Saturday, November 4, 2017

Vacation Woes and Tales

Downtown Helen, Georgia
 Sunday afternoon, we arrived in Helen, Georgia to begin our vacation, only to find out the Baymont didn’t have our reservation!   We had our confirmation from Booking.com, and the front desk chick (FDC) said they could accommodate us, but not at that price.

That never happened before!   I thought we may have to go on down the road, but Ole Boy called Booking.com and the guy assured us that indeed we did have reservations, and for that price, as well.   He called the Baymont.   FDC wouldn’t answer the phone.  She pretended like she was helping another customer who came in behind us, as he pretended he wanted a whole wing of rooms for about 25 men, but she couldn’t find his reservation, either.   I don’t know why should couldn’t answer the phone while that was going on!  

Ole Boy...my Honey Bunny
(But don't tell him I call him that.)
When we finally we got into our room, the toilet had about an inch of water in it, and wasn’t working right.  I called FDC, who sent a lady up right away with a toy plunger.  She flushed it…and it overflowed. 

Eventually, they moved us to another room with two queen beds.    Up to this point, all the bad luck may not necessarily have been Baymont’s fault.  But in the new room's bathroom, the tub looked clean, but strands of brown hair in two different places on the wall of the shower led me to believe they weren’t too diligent in their cleaning.  

Then there was the blood on the sheet that I didn’t see until I was leaving…that’s definitely their fault.

Thankfully, I slept on the other side of the bed.   But I think I slept in a bed that hadn’t been changed from at least the last visitor.  Which could be funny, only it’s not!  Of all people who would hate something like that, I would hate it the most.  :::shudder:::

The one redeeming quality for the Baymont in Helen is Big Daddy’s, right beside the hotel.   We ate there twice.

Downtown Helen, Georgia

Downtown Helen, Georgia

Downtown Helen, Georgia

Ole Boy
The next morning, it was pouring rain.   We explored our surroundings, anyway.  Later that day, the sun came out, and things got better from there on…well, at that time, I was still innocent about the bloodshed and (most likely) dirty bed on which I slept. 

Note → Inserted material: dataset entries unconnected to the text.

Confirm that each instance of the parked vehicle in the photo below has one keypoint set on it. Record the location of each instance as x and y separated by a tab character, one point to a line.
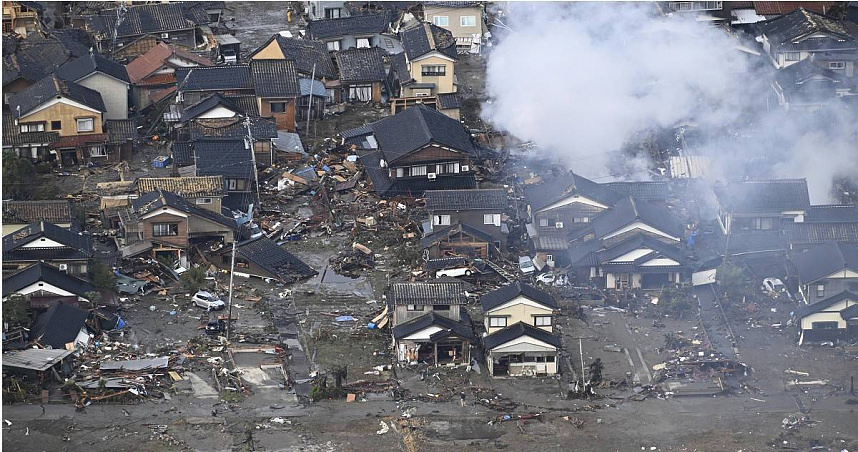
525	264
208	300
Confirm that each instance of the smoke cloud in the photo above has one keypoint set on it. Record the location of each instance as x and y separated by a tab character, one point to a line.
582	80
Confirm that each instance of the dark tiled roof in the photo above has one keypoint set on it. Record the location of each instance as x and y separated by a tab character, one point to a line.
275	260
51	87
223	157
630	210
41	271
417	127
821	305
432	319
426	293
120	130
346	26
488	199
215	78
643	190
447	101
79	68
275	78
58	326
810	233
425	38
831	214
801	23
188	187
823	260
361	65
28	212
548	192
507	293
764	196
516	331
161	198
12	135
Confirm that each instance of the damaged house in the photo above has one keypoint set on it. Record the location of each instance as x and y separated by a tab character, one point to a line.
466	222
824	270
416	150
46	242
430	323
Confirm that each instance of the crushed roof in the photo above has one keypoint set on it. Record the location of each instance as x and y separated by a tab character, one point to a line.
506	293
485	199
764	195
188	187
361	65
51	87
79	68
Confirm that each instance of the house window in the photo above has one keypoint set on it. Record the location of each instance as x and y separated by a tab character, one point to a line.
278	107
441	21
824	325
491	218
433	70
165	229
333	13
497	322
34	127
440	220
542	320
85	125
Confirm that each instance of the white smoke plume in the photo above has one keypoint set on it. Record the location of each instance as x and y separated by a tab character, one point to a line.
581	80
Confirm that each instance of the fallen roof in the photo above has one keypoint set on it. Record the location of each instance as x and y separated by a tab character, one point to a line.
38	359
49	274
823	260
27	212
509	292
485	199
516	331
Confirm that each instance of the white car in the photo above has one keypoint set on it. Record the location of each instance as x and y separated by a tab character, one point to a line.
525	264
454	272
208	300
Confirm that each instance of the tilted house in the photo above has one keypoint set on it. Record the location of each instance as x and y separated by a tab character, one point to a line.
412	147
45	242
19	214
361	31
518	302
760	204
830	319
362	74
73	111
107	77
827	269
521	350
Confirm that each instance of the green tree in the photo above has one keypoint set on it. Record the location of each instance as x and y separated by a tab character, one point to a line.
194	279
101	275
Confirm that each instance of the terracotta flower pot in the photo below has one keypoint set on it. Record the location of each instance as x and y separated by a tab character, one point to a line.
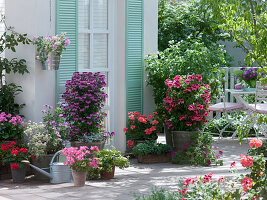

Helen is very decorative.  I really enjoyed the artwork on the stores.



We gave ourselves only three nights in Gatlinburg.  Not enough!   Next time, less time elsewhere, more time in the Smokies!   

Some places had lots of fall color, but there was still plenty of green.
Only one incident in Gatlinburg.  At the candy store, Ole Boy was accosted by…uhm…I want to call her names and tell you about her bleached hair and fake eyelashes…but God wouldn’t like that, so I will call her “the girl” who worked there.  Old Boy wore a cap that simply had an elephant and the number “15” on it.  The girl recognized it as Alabama, and with no warning, got obnoxiously animated about Peyton Manning, quarterbacks, and running backs…and I’m pretty sure she said something about Alabama needing to watch out.  She was pointing her finger and preachin’ it, Sistah!

After Ole Boy left the store, I was still waiting to pay for my taffy (for the children…I promise…well, except for the ones I ate).  I was staring at her in disbelief, and admittedly, I was looking at her obvious fake eyelashes.  She got a little smart with me, I thought, when she asked me if I was “okay” in just the wrong tone of voice to make me mad.  I was too shocked to come up with an appropriate response.   Then she disappeared.  I’d like to think her manager called her to the back and chewed her out.   She probably just went on break, though.

Before I knew it…we were on our way home.   It was one of the fastest vacations I can remember!   Six nights and seven days felt like three days only.   When we left, it was raining, and the color was beautiful, waving goodbye to us.  The Great Smoky Mountains were sad we were leaving, too!

Just a few more photos:

Betty's Country Store...I loved it so much
I went twice!  (Helen)
In Betty's, I found RC and Moon Pies, something
Ole Boy and I talked about on the trip over,
wondering if RC Cola still existed.  It does!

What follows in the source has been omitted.